Now, what we do is find some 16 byte block k1, k2 that converts this state into a state that is obtained during the processing of the original message; once we have done that, we can append the rest of the original message, and that will result in the same hash as the original message.

Finding such a k1, k2 is quite straight-forward; we just work backwards through the above logic. We start with the h1, h2 being the target values, and compute what the previous state is. When we hit the h1 ^= mixK1(k1) and h2 ^= mixK2(k2) lines, those are (in the backwards direction) the last time we'll update h1 and h2, and so we just set mixK1(k1) and mixK2(k2) to be the values that'll give us the state after processing our chosen prefix.

Since mixK1 and mixK2 are invertible, that gives us K1 and K2, which are the 128 bit values we're looking for.

Note that this is somewhat different from the analysis by Jean-Phillip Aumasson, as he is actually tackling a harder problem. He assumed a secret start state (and was able to find collisions); I'm assuming a known state state (and able to find second preimages)

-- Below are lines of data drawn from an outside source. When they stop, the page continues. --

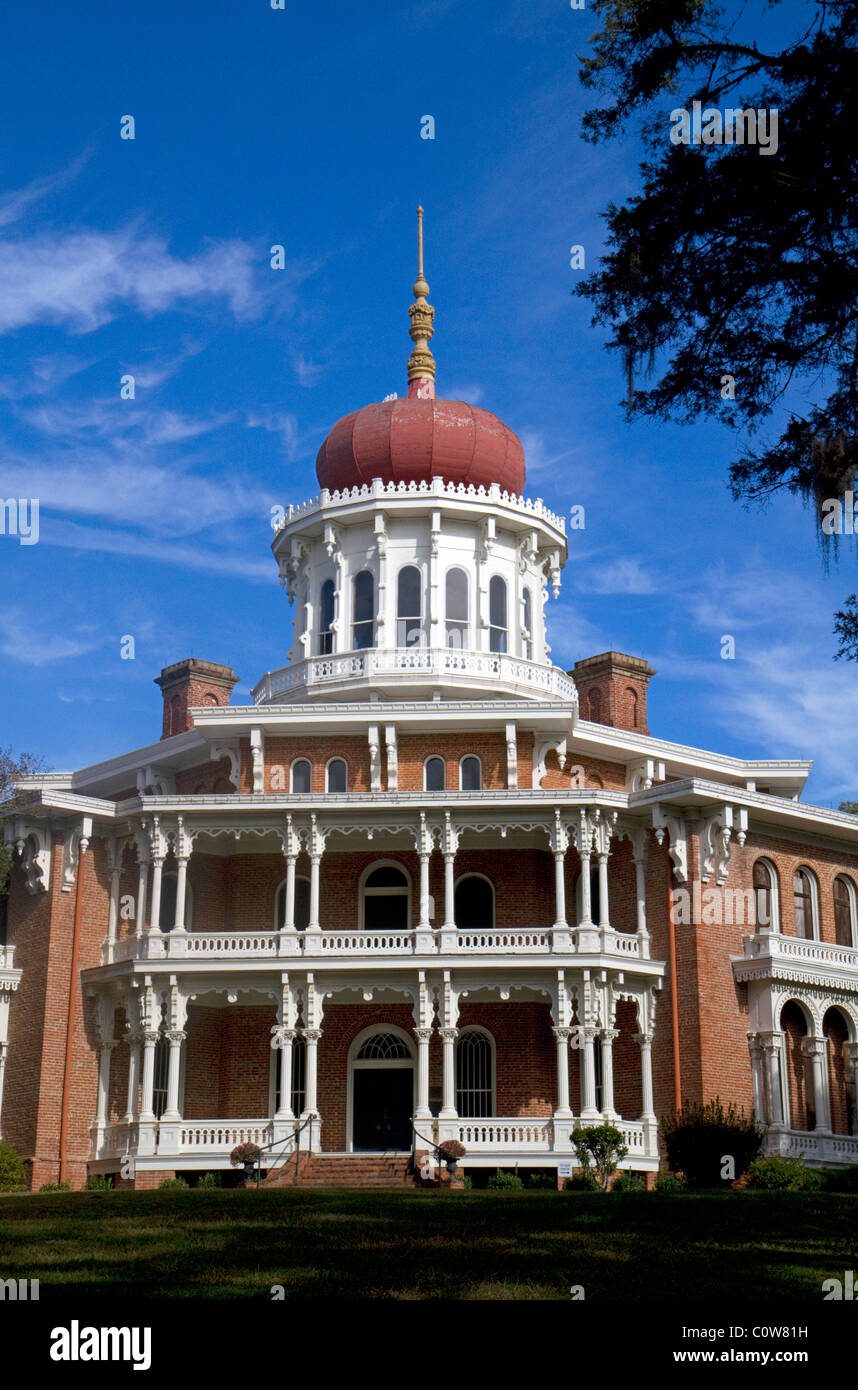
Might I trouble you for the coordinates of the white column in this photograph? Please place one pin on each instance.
(588, 1108)
(155, 913)
(586, 897)
(314, 862)
(448, 1109)
(288, 923)
(423, 1111)
(771, 1045)
(815, 1048)
(146, 1100)
(175, 1037)
(103, 1093)
(141, 902)
(312, 1082)
(113, 912)
(608, 1111)
(559, 887)
(285, 1039)
(563, 1111)
(181, 893)
(3, 1051)
(134, 1077)
(757, 1079)
(604, 908)
(644, 1041)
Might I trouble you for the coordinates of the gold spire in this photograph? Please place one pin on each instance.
(422, 364)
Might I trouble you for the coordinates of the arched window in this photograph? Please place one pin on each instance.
(765, 895)
(168, 898)
(162, 1068)
(497, 613)
(456, 608)
(338, 774)
(385, 900)
(804, 902)
(384, 1047)
(474, 904)
(326, 619)
(302, 905)
(844, 912)
(434, 774)
(470, 774)
(363, 622)
(409, 608)
(474, 1075)
(302, 777)
(527, 626)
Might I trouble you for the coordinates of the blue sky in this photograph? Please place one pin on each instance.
(150, 256)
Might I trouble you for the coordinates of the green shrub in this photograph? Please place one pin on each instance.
(98, 1183)
(543, 1182)
(505, 1182)
(700, 1137)
(627, 1183)
(840, 1179)
(669, 1183)
(583, 1182)
(600, 1147)
(11, 1169)
(784, 1175)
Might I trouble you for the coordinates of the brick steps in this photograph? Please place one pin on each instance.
(344, 1171)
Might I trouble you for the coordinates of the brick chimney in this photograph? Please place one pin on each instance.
(612, 690)
(192, 683)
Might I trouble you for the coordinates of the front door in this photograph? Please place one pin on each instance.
(383, 1108)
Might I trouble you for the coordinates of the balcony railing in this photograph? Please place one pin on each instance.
(431, 662)
(812, 1148)
(775, 945)
(456, 941)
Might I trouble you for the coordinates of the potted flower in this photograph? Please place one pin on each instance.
(451, 1151)
(246, 1157)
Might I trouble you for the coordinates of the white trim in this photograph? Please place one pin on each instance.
(773, 891)
(479, 761)
(383, 893)
(479, 1027)
(292, 766)
(494, 900)
(429, 759)
(337, 758)
(853, 894)
(394, 1064)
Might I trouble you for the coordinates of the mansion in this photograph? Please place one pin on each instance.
(427, 884)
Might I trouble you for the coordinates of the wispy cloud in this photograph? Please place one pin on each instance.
(623, 576)
(81, 280)
(32, 644)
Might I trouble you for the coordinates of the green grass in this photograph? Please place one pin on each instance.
(474, 1246)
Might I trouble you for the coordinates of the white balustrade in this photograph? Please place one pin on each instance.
(512, 1134)
(522, 941)
(430, 660)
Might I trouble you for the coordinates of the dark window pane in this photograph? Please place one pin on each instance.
(435, 774)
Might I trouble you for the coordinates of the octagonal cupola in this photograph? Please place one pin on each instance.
(420, 570)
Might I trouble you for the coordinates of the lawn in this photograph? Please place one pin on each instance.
(473, 1246)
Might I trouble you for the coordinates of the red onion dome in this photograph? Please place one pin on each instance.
(416, 439)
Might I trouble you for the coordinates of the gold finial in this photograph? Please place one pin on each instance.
(422, 364)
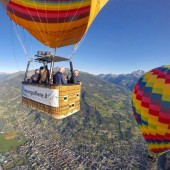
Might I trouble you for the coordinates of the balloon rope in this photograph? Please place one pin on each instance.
(45, 38)
(19, 39)
(15, 55)
(77, 46)
(61, 32)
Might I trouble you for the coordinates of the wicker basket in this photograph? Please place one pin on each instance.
(69, 100)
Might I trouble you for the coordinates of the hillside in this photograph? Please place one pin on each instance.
(125, 80)
(102, 135)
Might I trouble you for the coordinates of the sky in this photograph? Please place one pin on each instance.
(126, 36)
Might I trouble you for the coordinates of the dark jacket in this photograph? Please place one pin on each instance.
(35, 78)
(75, 79)
(59, 78)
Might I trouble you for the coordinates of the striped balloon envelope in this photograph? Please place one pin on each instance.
(55, 23)
(151, 108)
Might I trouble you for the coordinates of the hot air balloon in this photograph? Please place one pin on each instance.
(151, 108)
(55, 23)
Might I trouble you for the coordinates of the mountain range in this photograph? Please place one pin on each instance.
(104, 126)
(125, 80)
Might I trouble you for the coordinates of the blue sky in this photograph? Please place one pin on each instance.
(127, 35)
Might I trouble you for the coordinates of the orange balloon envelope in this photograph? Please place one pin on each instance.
(55, 23)
(151, 108)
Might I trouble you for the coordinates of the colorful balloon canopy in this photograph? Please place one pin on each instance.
(151, 108)
(55, 23)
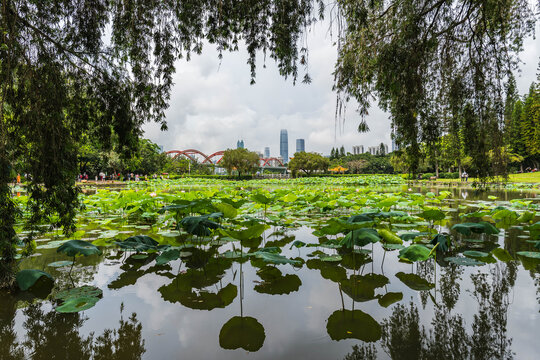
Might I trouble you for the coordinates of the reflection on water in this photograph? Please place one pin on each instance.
(52, 335)
(367, 305)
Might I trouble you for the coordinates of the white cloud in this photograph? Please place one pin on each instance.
(212, 104)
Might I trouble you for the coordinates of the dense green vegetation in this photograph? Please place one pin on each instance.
(67, 83)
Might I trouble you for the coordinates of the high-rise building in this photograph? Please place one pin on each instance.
(358, 149)
(284, 145)
(395, 147)
(300, 145)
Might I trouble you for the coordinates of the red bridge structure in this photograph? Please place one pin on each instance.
(192, 154)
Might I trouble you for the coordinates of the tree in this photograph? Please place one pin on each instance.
(242, 160)
(424, 58)
(308, 162)
(70, 66)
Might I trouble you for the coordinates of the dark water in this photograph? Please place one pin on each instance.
(160, 312)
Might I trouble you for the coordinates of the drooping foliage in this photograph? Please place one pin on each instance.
(71, 67)
(431, 63)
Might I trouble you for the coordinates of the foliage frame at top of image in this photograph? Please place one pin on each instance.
(73, 248)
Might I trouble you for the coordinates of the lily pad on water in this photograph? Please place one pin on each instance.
(275, 258)
(29, 277)
(390, 247)
(138, 243)
(389, 298)
(78, 292)
(481, 227)
(360, 237)
(78, 247)
(414, 253)
(242, 332)
(331, 258)
(60, 263)
(476, 254)
(502, 254)
(389, 237)
(530, 254)
(77, 304)
(464, 261)
(414, 281)
(356, 324)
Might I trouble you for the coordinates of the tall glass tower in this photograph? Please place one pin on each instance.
(300, 145)
(284, 145)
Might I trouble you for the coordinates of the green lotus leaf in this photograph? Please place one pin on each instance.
(534, 230)
(78, 304)
(414, 253)
(271, 249)
(275, 258)
(331, 258)
(138, 243)
(78, 292)
(360, 237)
(530, 254)
(254, 231)
(200, 225)
(242, 332)
(234, 254)
(389, 237)
(443, 242)
(408, 236)
(359, 218)
(390, 298)
(481, 227)
(227, 210)
(60, 263)
(526, 217)
(29, 277)
(432, 215)
(390, 247)
(475, 254)
(356, 324)
(78, 247)
(297, 244)
(505, 218)
(502, 254)
(464, 261)
(168, 256)
(414, 281)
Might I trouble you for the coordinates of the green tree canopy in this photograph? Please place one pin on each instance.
(67, 67)
(425, 58)
(308, 162)
(241, 160)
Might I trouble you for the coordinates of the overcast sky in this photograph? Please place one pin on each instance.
(213, 105)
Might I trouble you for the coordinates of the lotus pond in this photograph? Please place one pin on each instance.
(347, 268)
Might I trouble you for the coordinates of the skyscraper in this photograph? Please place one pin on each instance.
(300, 145)
(284, 145)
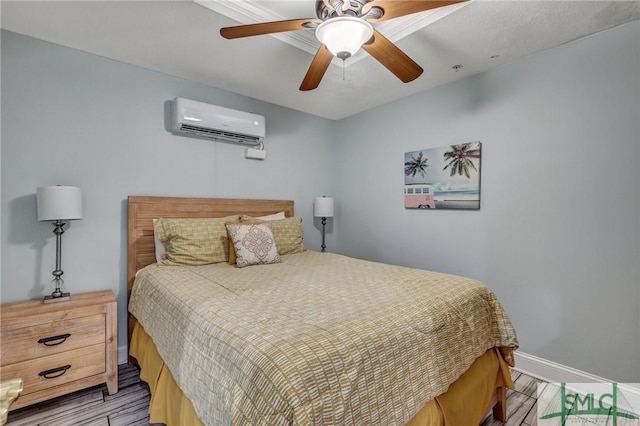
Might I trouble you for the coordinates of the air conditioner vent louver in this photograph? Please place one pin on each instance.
(219, 134)
(205, 121)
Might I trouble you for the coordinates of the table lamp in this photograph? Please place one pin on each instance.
(323, 208)
(58, 204)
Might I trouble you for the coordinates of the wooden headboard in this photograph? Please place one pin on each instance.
(142, 211)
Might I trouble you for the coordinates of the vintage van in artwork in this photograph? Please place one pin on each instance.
(419, 196)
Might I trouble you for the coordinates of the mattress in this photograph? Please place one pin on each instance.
(317, 339)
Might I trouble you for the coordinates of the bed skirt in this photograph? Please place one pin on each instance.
(465, 402)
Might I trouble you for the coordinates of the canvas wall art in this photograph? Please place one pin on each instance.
(443, 178)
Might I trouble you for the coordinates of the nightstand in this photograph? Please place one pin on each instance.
(58, 348)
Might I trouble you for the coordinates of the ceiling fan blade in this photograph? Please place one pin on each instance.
(396, 8)
(267, 28)
(394, 59)
(318, 67)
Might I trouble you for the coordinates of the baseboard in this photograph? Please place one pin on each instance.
(553, 372)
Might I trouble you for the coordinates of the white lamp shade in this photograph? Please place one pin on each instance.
(59, 203)
(344, 34)
(323, 207)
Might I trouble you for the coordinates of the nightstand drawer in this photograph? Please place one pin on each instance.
(58, 369)
(51, 338)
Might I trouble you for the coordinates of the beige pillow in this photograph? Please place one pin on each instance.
(288, 235)
(232, 250)
(254, 244)
(287, 232)
(194, 241)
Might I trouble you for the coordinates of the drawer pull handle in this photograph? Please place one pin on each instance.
(53, 341)
(54, 372)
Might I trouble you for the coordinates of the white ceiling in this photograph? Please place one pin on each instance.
(182, 38)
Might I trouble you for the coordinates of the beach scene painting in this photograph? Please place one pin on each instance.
(443, 178)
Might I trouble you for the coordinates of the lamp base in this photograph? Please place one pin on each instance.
(52, 299)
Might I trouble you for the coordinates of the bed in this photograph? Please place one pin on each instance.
(314, 338)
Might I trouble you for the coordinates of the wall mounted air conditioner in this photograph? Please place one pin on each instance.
(205, 121)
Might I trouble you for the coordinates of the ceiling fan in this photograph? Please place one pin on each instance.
(343, 27)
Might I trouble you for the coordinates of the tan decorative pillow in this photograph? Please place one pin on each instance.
(287, 232)
(194, 241)
(254, 244)
(232, 250)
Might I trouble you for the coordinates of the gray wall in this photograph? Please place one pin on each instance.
(558, 234)
(557, 237)
(73, 118)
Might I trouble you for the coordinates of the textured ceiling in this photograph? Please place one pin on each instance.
(182, 38)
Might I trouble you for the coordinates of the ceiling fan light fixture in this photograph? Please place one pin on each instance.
(344, 35)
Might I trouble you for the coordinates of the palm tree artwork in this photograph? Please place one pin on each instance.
(461, 157)
(447, 177)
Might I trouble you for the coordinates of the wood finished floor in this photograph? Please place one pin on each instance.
(128, 407)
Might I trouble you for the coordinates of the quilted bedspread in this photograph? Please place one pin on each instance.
(317, 339)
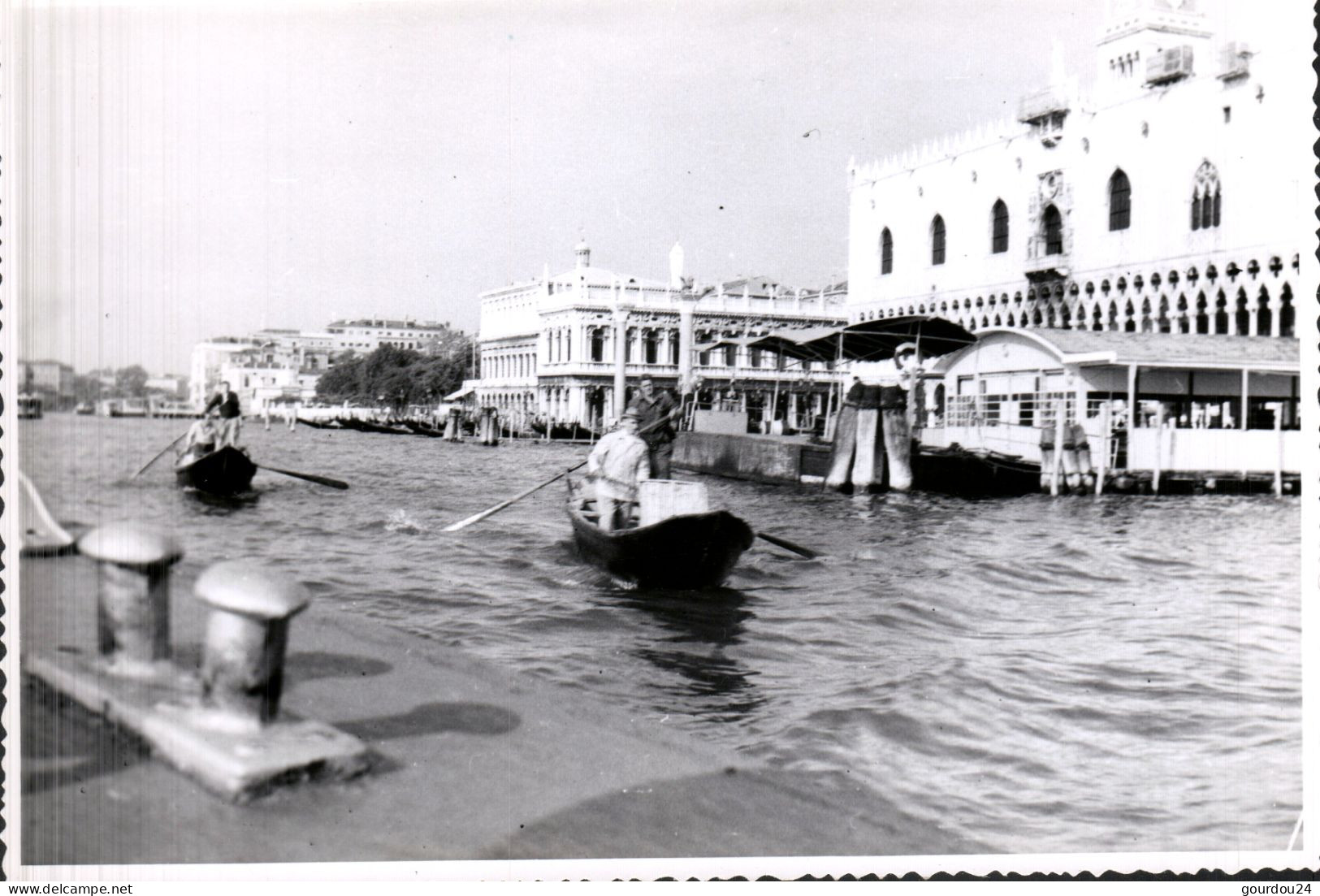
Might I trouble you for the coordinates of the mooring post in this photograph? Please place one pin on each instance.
(246, 639)
(1278, 457)
(1060, 425)
(1159, 446)
(1102, 467)
(132, 595)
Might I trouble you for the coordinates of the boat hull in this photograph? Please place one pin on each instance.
(226, 471)
(686, 552)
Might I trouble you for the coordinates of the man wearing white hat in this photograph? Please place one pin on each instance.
(618, 462)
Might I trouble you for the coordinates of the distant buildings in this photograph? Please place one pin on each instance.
(276, 366)
(1171, 198)
(52, 379)
(548, 346)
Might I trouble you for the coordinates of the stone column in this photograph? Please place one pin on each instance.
(686, 306)
(621, 359)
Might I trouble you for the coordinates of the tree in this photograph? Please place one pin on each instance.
(400, 376)
(131, 382)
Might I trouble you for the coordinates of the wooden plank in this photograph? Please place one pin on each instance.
(236, 762)
(38, 534)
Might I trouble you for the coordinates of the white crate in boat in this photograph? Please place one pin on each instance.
(664, 498)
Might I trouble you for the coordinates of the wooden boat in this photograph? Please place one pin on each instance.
(225, 471)
(695, 551)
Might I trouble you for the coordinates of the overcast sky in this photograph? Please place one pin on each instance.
(207, 171)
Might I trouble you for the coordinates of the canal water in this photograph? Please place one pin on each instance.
(1038, 674)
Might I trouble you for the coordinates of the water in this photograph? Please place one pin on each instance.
(1038, 674)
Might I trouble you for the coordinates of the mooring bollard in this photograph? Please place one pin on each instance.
(132, 595)
(246, 639)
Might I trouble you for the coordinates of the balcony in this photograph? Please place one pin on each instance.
(1043, 264)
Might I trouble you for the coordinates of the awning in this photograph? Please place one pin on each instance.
(870, 340)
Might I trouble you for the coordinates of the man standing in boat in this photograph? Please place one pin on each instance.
(618, 462)
(226, 401)
(200, 441)
(655, 414)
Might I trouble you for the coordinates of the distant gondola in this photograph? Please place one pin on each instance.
(225, 471)
(695, 551)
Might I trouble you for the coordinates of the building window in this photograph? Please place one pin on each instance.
(1054, 226)
(999, 239)
(1205, 197)
(1119, 201)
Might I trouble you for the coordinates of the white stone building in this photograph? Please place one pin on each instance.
(1174, 196)
(548, 346)
(365, 335)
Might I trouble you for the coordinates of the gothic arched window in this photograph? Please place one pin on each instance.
(1119, 201)
(1205, 197)
(1052, 223)
(999, 227)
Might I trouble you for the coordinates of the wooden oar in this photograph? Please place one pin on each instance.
(320, 481)
(478, 517)
(788, 545)
(158, 457)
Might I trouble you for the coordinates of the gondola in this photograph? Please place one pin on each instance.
(695, 551)
(225, 471)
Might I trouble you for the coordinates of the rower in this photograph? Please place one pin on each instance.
(656, 412)
(198, 441)
(226, 401)
(618, 462)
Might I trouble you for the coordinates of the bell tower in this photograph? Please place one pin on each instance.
(1146, 42)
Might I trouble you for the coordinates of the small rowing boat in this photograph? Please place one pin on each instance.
(225, 471)
(692, 551)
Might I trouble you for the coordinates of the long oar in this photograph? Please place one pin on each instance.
(788, 545)
(478, 517)
(320, 481)
(158, 457)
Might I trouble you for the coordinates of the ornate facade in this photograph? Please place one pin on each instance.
(549, 346)
(1175, 197)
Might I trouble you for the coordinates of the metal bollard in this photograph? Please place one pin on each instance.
(246, 639)
(132, 595)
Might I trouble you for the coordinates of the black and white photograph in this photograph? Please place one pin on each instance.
(471, 439)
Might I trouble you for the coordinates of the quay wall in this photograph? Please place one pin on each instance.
(762, 458)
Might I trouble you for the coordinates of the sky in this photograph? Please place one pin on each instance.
(207, 171)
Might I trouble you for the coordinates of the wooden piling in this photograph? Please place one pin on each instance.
(1278, 460)
(1102, 467)
(1056, 467)
(1159, 446)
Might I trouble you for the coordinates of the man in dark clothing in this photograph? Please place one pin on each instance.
(226, 401)
(656, 412)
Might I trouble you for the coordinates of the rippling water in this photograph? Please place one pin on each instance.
(1038, 674)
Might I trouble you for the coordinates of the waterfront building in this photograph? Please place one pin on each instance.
(274, 367)
(365, 335)
(206, 361)
(52, 379)
(551, 346)
(1172, 196)
(1188, 405)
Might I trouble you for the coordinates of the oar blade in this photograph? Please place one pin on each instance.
(309, 477)
(788, 545)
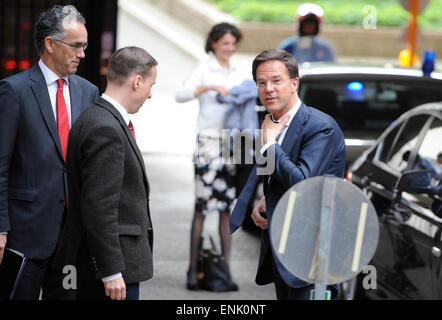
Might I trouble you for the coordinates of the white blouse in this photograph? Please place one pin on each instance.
(211, 113)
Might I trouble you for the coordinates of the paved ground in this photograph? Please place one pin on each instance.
(171, 179)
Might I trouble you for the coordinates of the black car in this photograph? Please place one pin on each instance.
(365, 100)
(402, 177)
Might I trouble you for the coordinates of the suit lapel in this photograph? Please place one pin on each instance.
(100, 101)
(75, 92)
(295, 129)
(41, 93)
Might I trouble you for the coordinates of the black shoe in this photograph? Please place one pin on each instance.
(191, 286)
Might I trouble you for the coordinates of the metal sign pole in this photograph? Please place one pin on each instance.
(321, 257)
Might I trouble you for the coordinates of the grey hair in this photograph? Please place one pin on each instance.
(277, 54)
(128, 61)
(53, 23)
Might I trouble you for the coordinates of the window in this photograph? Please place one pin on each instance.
(430, 148)
(405, 143)
(367, 102)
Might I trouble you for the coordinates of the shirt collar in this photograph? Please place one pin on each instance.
(292, 112)
(119, 107)
(49, 75)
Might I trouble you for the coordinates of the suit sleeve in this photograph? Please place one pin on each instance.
(317, 153)
(9, 118)
(102, 178)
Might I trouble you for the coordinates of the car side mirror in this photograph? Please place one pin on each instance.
(415, 181)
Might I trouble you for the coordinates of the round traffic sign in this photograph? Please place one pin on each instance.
(324, 223)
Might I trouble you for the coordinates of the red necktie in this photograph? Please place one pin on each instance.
(131, 128)
(62, 118)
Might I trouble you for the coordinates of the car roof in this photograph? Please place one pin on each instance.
(322, 68)
(432, 106)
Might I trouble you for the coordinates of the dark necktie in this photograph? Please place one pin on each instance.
(62, 118)
(131, 128)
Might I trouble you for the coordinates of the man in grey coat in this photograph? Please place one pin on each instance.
(108, 232)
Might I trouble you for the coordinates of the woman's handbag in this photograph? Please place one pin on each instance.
(212, 270)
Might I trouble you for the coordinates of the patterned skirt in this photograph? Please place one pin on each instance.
(214, 177)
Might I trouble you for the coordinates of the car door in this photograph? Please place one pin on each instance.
(425, 223)
(402, 258)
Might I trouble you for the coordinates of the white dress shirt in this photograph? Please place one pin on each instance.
(119, 107)
(51, 81)
(292, 112)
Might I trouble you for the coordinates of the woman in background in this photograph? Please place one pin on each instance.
(214, 177)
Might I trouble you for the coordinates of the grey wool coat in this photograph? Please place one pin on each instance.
(108, 205)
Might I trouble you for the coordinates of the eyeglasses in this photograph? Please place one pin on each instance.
(75, 46)
(275, 83)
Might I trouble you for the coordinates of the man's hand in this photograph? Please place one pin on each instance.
(3, 239)
(115, 289)
(270, 129)
(260, 208)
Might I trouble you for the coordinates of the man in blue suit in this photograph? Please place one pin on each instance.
(304, 143)
(37, 109)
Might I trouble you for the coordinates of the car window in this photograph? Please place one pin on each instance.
(386, 145)
(431, 146)
(405, 143)
(358, 103)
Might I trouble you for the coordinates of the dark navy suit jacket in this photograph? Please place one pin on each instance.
(32, 170)
(313, 145)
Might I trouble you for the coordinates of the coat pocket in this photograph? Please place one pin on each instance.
(129, 230)
(22, 194)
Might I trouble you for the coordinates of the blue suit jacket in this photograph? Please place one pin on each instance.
(313, 145)
(32, 170)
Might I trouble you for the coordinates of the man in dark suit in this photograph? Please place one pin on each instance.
(37, 108)
(304, 143)
(108, 231)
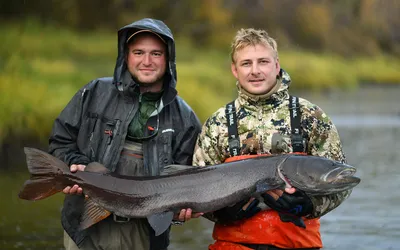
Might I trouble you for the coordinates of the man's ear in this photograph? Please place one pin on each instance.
(234, 70)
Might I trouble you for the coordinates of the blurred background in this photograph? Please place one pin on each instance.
(342, 55)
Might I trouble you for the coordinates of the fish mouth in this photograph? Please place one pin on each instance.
(343, 174)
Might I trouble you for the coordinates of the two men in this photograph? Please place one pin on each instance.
(265, 119)
(134, 124)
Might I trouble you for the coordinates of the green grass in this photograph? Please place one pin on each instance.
(42, 67)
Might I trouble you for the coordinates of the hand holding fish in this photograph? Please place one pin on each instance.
(75, 189)
(291, 204)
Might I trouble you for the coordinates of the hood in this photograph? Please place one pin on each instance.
(122, 78)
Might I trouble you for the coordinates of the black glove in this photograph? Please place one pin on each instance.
(291, 207)
(236, 212)
(298, 204)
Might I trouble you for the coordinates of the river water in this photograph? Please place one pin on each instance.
(368, 121)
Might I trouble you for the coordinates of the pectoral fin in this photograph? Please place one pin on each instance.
(160, 222)
(262, 187)
(92, 213)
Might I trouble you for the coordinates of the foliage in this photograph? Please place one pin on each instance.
(361, 27)
(41, 67)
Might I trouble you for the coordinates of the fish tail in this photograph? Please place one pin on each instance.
(45, 170)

• Thank you! That's a great explanation. Could you recommend a hash function which I can use for my use-case? How about bcrypt or Argon2? The salt could be stored in a DB. – Robert Zaremba Oct 27 at 12:41
• @RobertZaremba: how about either SHA-2 or SHA-3? The point about bcrypt and Argon2 is that they're deliberately designed to be expensive to compute; you don't need that... – poncho Oct 27 at 13:13
• I was thinking that adding a salt could be a good idea. And there is also blake2, which is faster on the software layer and has good reviews, what do you think? Is 256-length is enough or 512 is preferred now? – Robert Zaremba Oct 27 at 13:47
• @RobertZaremba actually a salt is a terrible idea, it allows an attacker a huge degree of freedom in message forgery – Richie Frame Oct 28 at 5:21

No, MurMur3 is not a good choice for proofs, it is vulnerable to at least collision attacks: http://asfws12.files.wordpress.com/2012/11/asfws2012-jean_philippe_aumasson-martin_bosslet-hash_flooding_dos_reloaded.pdf

You should use a cryptographic hash if you care about its strength against anyone acting maliciously.